Getting all production switched over to EVs is also just the first step. There are lots of older cars out there. In the US, the average age of cars on the road is 11 years, that means half the US fleet is older than 11 years. A large percentage of those people driving cars older than 11 years don't have the money to buy anything newer. Without some kind of major incentive to replace their old car, they will be driving the ICE cast offs from people who have converted to EVs. The overall fleet will get cheaper, but the poorer people will still be driving ICE for a long time to come.
This article is a pie in the sky dream. The logistics of reality makes the adoption curve much longer.

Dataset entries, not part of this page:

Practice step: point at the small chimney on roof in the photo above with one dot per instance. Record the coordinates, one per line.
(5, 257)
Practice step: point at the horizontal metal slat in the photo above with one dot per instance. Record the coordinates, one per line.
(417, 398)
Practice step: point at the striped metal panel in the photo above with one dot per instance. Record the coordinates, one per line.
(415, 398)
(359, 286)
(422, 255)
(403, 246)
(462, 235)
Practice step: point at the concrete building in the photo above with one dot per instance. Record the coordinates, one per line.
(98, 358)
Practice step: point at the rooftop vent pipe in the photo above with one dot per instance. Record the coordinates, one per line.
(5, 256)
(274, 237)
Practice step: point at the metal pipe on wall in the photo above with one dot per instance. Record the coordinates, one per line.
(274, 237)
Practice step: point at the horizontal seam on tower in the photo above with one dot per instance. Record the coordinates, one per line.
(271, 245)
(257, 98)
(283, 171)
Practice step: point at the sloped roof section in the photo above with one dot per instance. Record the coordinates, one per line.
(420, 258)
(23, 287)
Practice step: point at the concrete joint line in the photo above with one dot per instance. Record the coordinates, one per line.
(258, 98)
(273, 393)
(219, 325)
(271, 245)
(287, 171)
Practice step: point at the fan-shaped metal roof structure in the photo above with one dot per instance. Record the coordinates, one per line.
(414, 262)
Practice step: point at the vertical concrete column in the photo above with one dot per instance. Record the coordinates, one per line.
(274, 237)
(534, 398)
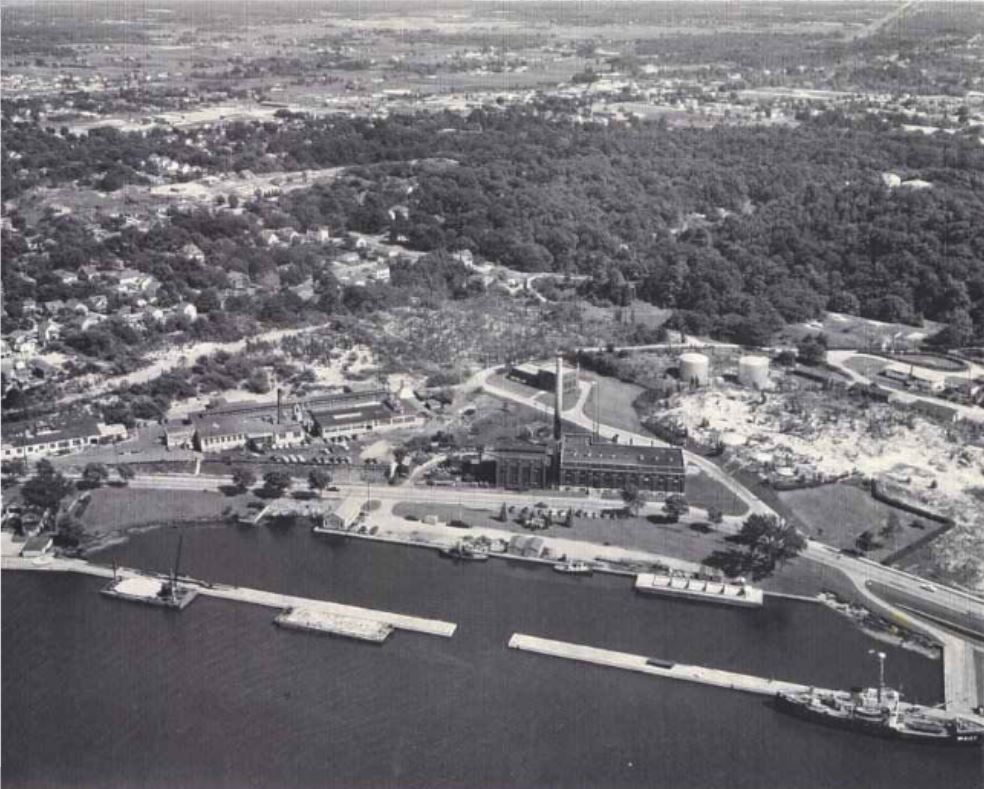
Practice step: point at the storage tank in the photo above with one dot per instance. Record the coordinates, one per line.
(753, 371)
(694, 369)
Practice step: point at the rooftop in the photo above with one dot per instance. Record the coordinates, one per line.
(21, 434)
(578, 448)
(333, 417)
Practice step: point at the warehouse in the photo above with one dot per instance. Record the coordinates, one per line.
(589, 462)
(543, 375)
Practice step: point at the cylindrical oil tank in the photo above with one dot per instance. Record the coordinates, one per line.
(694, 369)
(753, 371)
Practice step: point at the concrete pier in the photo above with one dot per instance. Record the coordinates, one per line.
(640, 664)
(317, 622)
(281, 602)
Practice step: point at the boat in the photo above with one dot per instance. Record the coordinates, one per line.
(465, 552)
(574, 567)
(881, 712)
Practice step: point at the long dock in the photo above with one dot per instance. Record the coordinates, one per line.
(323, 608)
(657, 668)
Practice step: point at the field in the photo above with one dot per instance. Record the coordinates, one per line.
(837, 514)
(851, 331)
(112, 509)
(868, 366)
(613, 400)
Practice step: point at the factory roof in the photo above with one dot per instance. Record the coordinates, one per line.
(587, 450)
(356, 414)
(208, 425)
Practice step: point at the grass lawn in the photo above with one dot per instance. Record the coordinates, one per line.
(677, 540)
(868, 366)
(111, 509)
(704, 492)
(614, 400)
(837, 514)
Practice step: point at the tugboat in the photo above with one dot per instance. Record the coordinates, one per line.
(880, 711)
(464, 552)
(574, 567)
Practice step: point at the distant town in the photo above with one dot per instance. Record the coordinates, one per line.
(667, 292)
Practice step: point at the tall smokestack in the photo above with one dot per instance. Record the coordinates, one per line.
(558, 395)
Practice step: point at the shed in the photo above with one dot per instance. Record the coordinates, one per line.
(345, 513)
(36, 546)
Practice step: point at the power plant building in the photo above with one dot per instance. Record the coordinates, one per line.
(589, 462)
(585, 461)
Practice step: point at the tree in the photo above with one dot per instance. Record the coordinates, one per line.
(276, 483)
(46, 488)
(94, 474)
(811, 350)
(675, 506)
(318, 480)
(259, 382)
(125, 473)
(632, 498)
(769, 542)
(243, 478)
(866, 542)
(892, 525)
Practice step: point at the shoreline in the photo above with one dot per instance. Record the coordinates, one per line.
(904, 641)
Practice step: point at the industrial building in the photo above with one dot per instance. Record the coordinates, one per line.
(219, 432)
(586, 461)
(30, 441)
(353, 421)
(281, 423)
(543, 375)
(520, 465)
(581, 460)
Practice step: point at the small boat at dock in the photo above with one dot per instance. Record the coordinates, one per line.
(464, 552)
(574, 567)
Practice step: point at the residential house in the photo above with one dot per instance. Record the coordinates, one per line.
(192, 252)
(65, 277)
(131, 281)
(153, 314)
(89, 321)
(179, 435)
(238, 280)
(30, 441)
(345, 513)
(186, 310)
(37, 546)
(270, 238)
(48, 331)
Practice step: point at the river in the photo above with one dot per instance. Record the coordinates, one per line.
(97, 692)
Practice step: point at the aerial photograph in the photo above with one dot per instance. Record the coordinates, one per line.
(492, 393)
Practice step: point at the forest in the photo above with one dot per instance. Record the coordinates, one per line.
(737, 229)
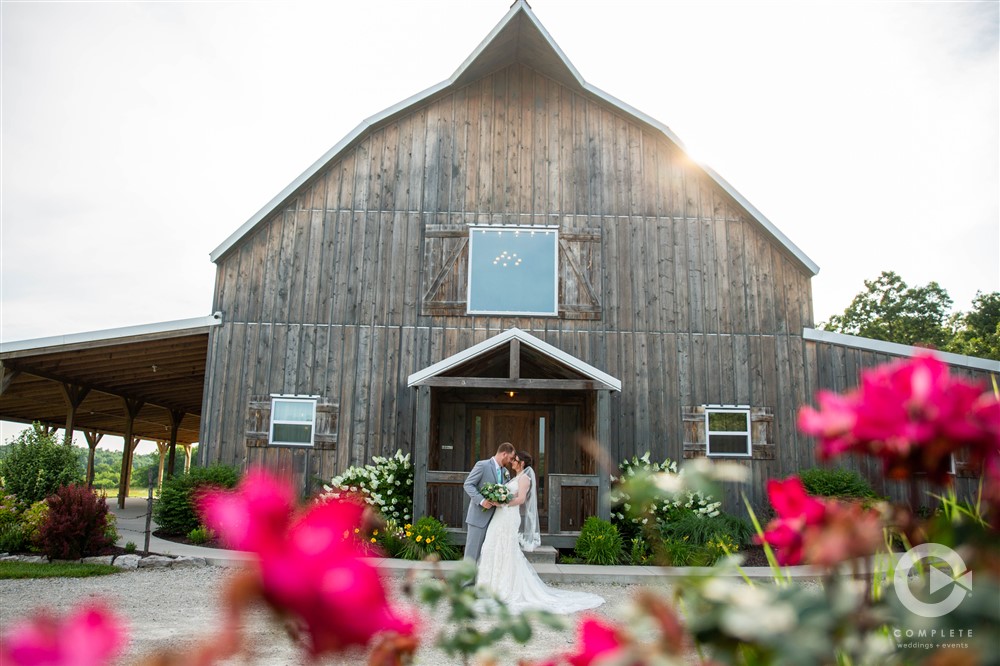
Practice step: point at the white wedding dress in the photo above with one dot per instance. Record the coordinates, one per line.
(505, 572)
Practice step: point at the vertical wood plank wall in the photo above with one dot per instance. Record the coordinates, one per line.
(699, 304)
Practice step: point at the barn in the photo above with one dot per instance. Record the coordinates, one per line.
(510, 255)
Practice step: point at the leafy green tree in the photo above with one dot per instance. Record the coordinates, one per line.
(977, 333)
(36, 464)
(891, 310)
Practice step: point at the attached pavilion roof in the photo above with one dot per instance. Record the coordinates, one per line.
(514, 360)
(518, 37)
(161, 366)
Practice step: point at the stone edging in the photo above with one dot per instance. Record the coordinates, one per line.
(120, 561)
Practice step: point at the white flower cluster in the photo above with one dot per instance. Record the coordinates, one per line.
(670, 480)
(386, 484)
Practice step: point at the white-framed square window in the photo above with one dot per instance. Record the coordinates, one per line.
(293, 420)
(727, 431)
(513, 270)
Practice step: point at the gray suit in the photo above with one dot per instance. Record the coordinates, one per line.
(478, 519)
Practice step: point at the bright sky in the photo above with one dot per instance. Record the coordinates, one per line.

It's all doable. There are no technological or scientific barriers that need to be crossed before it becomes possible. 20 years ago before li-ion batteries became as good as they are now, it would have been impossible to base an electric future on the tech in the EV1, even if Chevron didn't mess with the patents for nickel-metal-hydride battery tech.
The pieces of tech needed to make this happen are here now, it's just the logistics of making it happen in one of the largest segments of the economies of every industrialized country is huge and isn't going to happen quickly.
Tesla is showing the world how to scale up this tech. Without Tesla pretty much proving that the Model 3 could be brought to market (not there yet, but very close) in volume at an attractive price point, nobody would take it on. Ultimately it will be consumer demand that drives the switch. The other car companies will get serious when their customers start demanding electric cars. Tesla has already done that in the European luxury car market which is why the European luxury car makers are taking Tesla the most serious right now. They can see Tesla moving down market and it will eat their bread and butter products like it ate their high end products.
The rest of the car industry is unwilling to learn the lesson from the Europeans and are continuing to predict the imminent demise of Tesla. Bob Lutz was on CNBC a few days ago predicting Tesla was toast any day now. You'd think someone who had been a CEO would know something about the difference between gross and net profits, but GM did go bankrupt on his watch too.
Demand will likely be way ahead of the ability of the industry to deliver though. Right now demand for non-Tesla EVs is soft because they are not very compelling as cars. But if the ones that don't start making compelling EVs when their customers start asking for Tesla-like EVs will go out of business.